Intergenerational Activity is a hot field of research and we are proud to be working with Dr Jennie Ferrell from the University of the West of England.
In the last century, societal changes have meant that more generations are living apart and interacting less, which may result in less support and understanding across generations, as well as an increase in feelings of loneliness and isolation (Newman, 1980). Research on intergenerational contact has found that activities shared among multiple generations can be beneficial for the health and wellbeing for older adults, children and their caregivers.
For example, previous research evaluating an intergenerational playgroup setting with care home residents (older adults) and preschool aged children (0-4) found that the experience was positive and allowed for more feelings of ‘connection’ by both care home residents and the parents/carers who attended the sessions (Skropeta et al., 2014).

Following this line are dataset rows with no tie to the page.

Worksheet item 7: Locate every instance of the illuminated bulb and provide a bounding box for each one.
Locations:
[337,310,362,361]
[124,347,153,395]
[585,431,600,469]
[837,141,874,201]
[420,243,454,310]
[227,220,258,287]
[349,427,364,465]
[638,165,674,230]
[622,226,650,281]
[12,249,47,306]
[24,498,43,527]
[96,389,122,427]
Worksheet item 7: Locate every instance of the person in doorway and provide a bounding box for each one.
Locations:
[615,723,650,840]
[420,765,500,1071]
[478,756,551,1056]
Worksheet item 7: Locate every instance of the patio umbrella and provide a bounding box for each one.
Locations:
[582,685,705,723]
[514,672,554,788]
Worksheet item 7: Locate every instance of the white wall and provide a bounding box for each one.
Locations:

Intergenerational programmes have also been found to improve a sense of ‘meaningfulness’ for older adults (Murayama et al, 2015). Other researchers have also found benefits for children who engage in intergenerational activities as pre-schoolers, such as more positive attitudes toward older adults, more empathy toward older adults, and more self-regulation in general (Femia et al., 2008; Heyman et al., 2011) with effects lasting past the experience into after they started attending school.
However, findings on the benefits of intergenerational programmes have been mixed due to the variety of types of programmes and types of activities used for intergenerational contact. We hope to build the knowledge of not only exploring the benefits of intergenerational contact, but further explore the best activities to promote wellbeing and positive attitudes in all generations involved, and find the best methods for evaluating such programmes through our own research.